Film Review Blade Runner 2049

This image released by Warner Bros. Pictures shows Ryan Gosling in a scene from “Blade Runner 2049.”

Associated Press

When a sequel to "Blade Runner" was announced, you would have been hard pressed to find anyone outside of the entertainment industry who thought that was a good idea.

The original had become such a classic science-fiction film that a sequel - especially a sequel at a time when sequels already saturate what Hollywood releases - was an affront to fans. There were simply some movies that fans deemed off limits to both sequels and reboots.

Even when Denis Villeneuve ("Arrival") signed on to direct, there was still reticence.

Those worries proved to be all for naught.

"Blade Runner 2049" is the rare kind of sequel that honors the original source while still offering something more - something new - without having to rely on nostalgia.

You're also unlikely to see another film quite like it this year.

I'm also assuming, by the meager box office weekends for the film, that most people have yet to see "2049." The studio seems focused on changing that - Warner Bros. has increased its social media and TV presence to tell viewers what critics and bloggers have to say about the film.

And what they're saying is wildly positive.

I won't be going against the grain in this review, either.

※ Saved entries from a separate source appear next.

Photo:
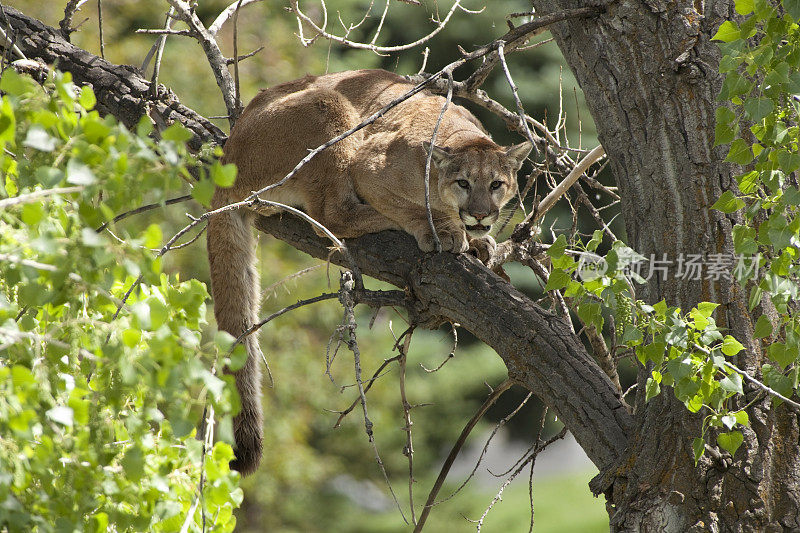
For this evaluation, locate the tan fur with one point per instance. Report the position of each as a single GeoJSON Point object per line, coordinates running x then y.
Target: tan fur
{"type": "Point", "coordinates": [371, 181]}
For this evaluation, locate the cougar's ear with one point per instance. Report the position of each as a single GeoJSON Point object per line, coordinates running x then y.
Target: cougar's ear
{"type": "Point", "coordinates": [441, 155]}
{"type": "Point", "coordinates": [516, 154]}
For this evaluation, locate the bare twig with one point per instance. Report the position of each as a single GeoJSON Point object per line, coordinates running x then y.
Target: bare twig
{"type": "Point", "coordinates": [242, 57]}
{"type": "Point", "coordinates": [454, 332]}
{"type": "Point", "coordinates": [321, 32]}
{"type": "Point", "coordinates": [69, 11]}
{"type": "Point", "coordinates": [216, 60]}
{"type": "Point", "coordinates": [143, 209]}
{"type": "Point", "coordinates": [530, 459]}
{"type": "Point", "coordinates": [226, 14]}
{"type": "Point", "coordinates": [237, 95]}
{"type": "Point", "coordinates": [408, 450]}
{"type": "Point", "coordinates": [347, 283]}
{"type": "Point", "coordinates": [448, 463]}
{"type": "Point", "coordinates": [34, 196]}
{"type": "Point", "coordinates": [520, 110]}
{"type": "Point", "coordinates": [159, 46]}
{"type": "Point", "coordinates": [100, 28]}
{"type": "Point", "coordinates": [265, 293]}
{"type": "Point", "coordinates": [497, 427]}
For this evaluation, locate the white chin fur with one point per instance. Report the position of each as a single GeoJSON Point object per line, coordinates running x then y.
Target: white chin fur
{"type": "Point", "coordinates": [475, 234]}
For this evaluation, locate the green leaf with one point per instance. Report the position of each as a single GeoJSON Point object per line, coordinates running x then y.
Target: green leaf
{"type": "Point", "coordinates": [783, 354]}
{"type": "Point", "coordinates": [223, 175]}
{"type": "Point", "coordinates": [727, 32]}
{"type": "Point", "coordinates": [131, 337]}
{"type": "Point", "coordinates": [13, 83]}
{"type": "Point", "coordinates": [732, 383]}
{"type": "Point", "coordinates": [558, 280]}
{"type": "Point", "coordinates": [728, 203]}
{"type": "Point", "coordinates": [177, 133]}
{"type": "Point", "coordinates": [744, 7]}
{"type": "Point", "coordinates": [153, 236]}
{"type": "Point", "coordinates": [758, 108]}
{"type": "Point", "coordinates": [791, 196]}
{"type": "Point", "coordinates": [87, 99]}
{"type": "Point", "coordinates": [706, 308]}
{"type": "Point", "coordinates": [158, 313]}
{"type": "Point", "coordinates": [793, 8]}
{"type": "Point", "coordinates": [730, 441]}
{"type": "Point", "coordinates": [652, 389]}
{"type": "Point", "coordinates": [79, 174]}
{"type": "Point", "coordinates": [133, 463]}
{"type": "Point", "coordinates": [729, 421]}
{"type": "Point", "coordinates": [699, 448]}
{"type": "Point", "coordinates": [557, 248]}
{"type": "Point", "coordinates": [739, 152]}
{"type": "Point", "coordinates": [61, 415]}
{"type": "Point", "coordinates": [32, 213]}
{"type": "Point", "coordinates": [202, 191]}
{"type": "Point", "coordinates": [731, 346]}
{"type": "Point", "coordinates": [38, 139]}
{"type": "Point", "coordinates": [591, 313]}
{"type": "Point", "coordinates": [763, 327]}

Villeneuve found success in crafting what could have been a rather involved story in "Arrival," and he has the same kind of pace and atmospheric storytelling in "2049."

This means the pace may be a little slower than what audiences are used to in big budget flicks. It clocks in at almost 3 hours for a runtime, though that's hardly rare among blockbusters nowadays (and you don't feel it as keenly as when you watch ... let's say ... any of the "Transformers" movies).

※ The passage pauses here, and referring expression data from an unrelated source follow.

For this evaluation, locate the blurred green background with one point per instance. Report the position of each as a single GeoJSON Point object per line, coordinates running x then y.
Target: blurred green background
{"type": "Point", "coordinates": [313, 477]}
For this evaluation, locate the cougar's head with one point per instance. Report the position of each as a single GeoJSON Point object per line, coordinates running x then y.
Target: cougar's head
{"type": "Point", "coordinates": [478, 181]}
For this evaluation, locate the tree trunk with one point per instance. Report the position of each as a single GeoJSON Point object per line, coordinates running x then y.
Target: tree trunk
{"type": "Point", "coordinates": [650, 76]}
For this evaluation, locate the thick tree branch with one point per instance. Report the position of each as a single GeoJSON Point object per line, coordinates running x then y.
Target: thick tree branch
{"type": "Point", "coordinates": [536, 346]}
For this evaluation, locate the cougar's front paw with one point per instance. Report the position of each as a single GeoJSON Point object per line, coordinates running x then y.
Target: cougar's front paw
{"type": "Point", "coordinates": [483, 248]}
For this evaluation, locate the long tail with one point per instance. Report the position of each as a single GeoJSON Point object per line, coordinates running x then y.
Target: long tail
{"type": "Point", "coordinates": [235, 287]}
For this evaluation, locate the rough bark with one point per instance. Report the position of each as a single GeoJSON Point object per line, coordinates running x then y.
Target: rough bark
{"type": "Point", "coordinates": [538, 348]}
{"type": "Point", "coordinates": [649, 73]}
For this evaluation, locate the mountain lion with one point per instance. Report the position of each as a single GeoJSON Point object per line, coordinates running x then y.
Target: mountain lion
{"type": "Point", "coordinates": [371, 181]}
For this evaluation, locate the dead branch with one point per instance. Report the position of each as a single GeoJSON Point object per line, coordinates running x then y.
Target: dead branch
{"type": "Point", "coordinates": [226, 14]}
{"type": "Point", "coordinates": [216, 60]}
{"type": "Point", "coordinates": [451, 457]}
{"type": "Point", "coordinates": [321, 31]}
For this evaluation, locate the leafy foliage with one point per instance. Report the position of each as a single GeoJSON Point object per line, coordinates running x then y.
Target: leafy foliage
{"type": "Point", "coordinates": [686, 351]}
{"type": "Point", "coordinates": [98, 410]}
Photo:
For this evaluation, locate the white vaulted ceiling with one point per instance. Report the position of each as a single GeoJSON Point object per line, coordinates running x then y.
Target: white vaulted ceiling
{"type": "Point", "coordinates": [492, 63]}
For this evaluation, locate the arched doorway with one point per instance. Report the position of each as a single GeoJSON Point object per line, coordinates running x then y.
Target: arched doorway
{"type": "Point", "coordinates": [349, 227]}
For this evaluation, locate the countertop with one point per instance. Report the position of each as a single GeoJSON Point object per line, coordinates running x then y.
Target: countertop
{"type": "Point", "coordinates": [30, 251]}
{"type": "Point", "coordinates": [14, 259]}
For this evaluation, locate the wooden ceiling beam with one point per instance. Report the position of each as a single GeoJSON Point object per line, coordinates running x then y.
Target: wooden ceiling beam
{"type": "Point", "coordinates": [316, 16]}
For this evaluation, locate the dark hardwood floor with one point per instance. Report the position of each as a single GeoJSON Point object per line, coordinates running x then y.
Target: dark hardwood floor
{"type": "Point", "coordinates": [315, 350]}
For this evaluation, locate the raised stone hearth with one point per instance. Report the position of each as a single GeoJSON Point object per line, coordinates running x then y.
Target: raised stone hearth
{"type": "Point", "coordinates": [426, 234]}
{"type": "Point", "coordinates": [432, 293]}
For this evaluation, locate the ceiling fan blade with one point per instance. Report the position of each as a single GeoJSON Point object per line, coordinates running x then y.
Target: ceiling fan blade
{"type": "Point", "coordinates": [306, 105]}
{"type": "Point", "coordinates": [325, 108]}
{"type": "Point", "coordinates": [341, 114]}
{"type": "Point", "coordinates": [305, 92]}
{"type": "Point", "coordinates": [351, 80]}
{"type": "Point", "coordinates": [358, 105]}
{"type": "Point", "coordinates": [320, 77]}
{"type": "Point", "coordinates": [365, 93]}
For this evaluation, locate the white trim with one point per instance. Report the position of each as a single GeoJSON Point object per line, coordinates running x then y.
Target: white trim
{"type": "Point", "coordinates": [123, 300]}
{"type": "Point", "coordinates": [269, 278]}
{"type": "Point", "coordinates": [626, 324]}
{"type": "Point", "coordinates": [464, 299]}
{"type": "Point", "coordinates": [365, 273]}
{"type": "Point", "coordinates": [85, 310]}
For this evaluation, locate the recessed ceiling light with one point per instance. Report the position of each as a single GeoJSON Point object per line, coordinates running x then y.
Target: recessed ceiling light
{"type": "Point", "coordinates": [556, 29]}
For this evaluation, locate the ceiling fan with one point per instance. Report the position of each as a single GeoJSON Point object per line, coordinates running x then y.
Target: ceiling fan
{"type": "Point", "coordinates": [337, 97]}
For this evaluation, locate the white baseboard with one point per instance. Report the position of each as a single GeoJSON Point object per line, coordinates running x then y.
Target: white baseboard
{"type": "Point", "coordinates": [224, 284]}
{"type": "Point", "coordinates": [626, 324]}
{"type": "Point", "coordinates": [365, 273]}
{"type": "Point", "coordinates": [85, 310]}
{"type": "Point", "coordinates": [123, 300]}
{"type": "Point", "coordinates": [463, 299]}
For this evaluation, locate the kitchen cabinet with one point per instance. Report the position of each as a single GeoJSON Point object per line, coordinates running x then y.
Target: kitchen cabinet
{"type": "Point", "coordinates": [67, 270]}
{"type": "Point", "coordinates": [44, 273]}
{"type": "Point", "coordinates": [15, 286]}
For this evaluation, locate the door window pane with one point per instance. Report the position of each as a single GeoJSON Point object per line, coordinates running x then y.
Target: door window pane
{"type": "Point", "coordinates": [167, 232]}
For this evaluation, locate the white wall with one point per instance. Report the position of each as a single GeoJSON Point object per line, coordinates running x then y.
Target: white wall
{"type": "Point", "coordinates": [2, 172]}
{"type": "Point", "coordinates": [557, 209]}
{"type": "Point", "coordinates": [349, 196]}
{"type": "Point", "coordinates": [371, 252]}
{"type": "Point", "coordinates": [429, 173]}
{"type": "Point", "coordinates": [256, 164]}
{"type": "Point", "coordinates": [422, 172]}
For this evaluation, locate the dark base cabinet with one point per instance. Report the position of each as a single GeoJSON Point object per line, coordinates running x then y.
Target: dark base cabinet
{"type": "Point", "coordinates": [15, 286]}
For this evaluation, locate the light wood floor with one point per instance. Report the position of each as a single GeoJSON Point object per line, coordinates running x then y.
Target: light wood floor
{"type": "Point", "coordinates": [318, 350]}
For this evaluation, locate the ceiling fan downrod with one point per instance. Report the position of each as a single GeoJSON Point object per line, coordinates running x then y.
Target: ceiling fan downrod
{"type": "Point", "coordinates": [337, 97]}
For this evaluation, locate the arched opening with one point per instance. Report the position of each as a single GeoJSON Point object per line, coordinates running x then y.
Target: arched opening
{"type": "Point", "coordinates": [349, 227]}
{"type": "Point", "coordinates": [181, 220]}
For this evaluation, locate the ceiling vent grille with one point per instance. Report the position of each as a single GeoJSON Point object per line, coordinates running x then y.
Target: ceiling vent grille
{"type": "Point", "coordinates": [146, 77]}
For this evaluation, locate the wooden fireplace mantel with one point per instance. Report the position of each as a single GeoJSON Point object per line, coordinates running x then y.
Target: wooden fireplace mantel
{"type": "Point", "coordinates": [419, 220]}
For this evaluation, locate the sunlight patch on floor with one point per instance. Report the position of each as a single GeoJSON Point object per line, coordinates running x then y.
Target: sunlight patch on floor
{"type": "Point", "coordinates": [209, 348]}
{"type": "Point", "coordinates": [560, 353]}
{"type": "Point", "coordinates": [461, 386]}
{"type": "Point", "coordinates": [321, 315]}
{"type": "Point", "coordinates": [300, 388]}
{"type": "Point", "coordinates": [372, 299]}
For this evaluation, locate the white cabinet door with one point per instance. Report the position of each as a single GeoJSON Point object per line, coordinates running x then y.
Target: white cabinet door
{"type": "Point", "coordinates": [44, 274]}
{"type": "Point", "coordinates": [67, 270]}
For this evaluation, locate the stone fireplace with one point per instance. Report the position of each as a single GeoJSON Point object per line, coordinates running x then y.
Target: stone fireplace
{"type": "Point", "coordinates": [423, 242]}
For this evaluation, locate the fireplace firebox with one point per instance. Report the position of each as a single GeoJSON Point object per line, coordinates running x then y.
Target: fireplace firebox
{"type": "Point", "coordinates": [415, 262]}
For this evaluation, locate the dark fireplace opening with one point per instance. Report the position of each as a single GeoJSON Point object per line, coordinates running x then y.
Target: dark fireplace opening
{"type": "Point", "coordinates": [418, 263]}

In writing a spoiler-free review for the film, it's easy to see why studios may have a hard time with marketing it. It's clear that "2049" is a feast for the eyes, with the type of visuals and atmosphere that you simply can't find in movies anymore.

At the same time, you can't reveal the bulk of the plot without getting into spoiler territory.

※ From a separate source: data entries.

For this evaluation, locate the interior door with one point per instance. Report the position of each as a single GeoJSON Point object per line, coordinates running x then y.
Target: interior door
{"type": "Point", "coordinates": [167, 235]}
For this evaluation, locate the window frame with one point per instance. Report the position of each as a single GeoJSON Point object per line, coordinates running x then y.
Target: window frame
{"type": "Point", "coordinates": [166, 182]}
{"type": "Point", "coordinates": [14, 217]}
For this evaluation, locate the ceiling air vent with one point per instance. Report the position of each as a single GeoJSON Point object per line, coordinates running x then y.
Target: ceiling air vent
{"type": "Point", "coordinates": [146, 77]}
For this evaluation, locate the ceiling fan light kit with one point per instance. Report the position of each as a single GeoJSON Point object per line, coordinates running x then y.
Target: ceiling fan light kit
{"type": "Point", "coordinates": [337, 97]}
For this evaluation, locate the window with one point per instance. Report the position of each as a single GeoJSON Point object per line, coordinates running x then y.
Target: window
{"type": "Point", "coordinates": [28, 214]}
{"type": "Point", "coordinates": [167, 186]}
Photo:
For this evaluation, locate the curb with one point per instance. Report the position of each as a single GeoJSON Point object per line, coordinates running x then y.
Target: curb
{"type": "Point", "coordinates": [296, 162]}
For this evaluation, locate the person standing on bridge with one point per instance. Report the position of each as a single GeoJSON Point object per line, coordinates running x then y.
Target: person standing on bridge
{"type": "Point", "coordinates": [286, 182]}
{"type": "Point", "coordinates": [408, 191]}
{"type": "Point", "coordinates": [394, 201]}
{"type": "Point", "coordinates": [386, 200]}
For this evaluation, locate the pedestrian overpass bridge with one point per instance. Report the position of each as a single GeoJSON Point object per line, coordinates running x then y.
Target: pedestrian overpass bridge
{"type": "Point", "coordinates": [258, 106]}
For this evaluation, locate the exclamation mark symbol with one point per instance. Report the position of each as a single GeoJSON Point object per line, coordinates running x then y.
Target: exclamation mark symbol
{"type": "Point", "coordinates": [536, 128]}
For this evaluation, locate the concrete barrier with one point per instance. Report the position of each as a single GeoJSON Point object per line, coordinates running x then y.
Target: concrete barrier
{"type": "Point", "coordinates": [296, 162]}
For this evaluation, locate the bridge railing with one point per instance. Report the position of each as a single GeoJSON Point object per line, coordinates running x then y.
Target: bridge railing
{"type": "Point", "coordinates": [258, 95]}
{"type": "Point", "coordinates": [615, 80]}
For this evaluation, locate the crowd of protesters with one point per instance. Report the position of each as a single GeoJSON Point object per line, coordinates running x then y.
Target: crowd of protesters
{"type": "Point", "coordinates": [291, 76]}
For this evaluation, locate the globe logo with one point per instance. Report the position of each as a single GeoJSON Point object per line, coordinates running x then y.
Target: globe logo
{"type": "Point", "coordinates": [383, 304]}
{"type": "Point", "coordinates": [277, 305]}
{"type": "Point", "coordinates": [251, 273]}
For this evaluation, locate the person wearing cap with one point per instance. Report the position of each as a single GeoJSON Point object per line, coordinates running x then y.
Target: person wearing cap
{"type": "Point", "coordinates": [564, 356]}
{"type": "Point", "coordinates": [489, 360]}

A Blade Runner (Ryan Gosling) is once again investigating a case, and his era of work comes years after a rebellion in which replicants fought for autonomy. There's quick enough exposition in the beginning of the film to set the stage, but what comes after that reveals too much of the story.

While I can't say I was as astounded or surprised by the story in "2049" as I was in "Arrival," the film keeps a steady guesswork to keep you invested in what happens. It may keep you preoccupied enough that you won't realize Harrison Ford doesn't make an appearance in the film until rather late in the game, despite his name being top billed with Gosling's.

The film is not without its flaws - the "villains" aren't quite fleshed out, and their purpose for their Terminator-like pursuit seems too simple for a movie that tries to make you question everyone's reality. But for a movie that had to tackle the question of how to proceed after "Blade Runner," "2049" answers in a way that feels like a natural progression without ever losing the goal of being its own film.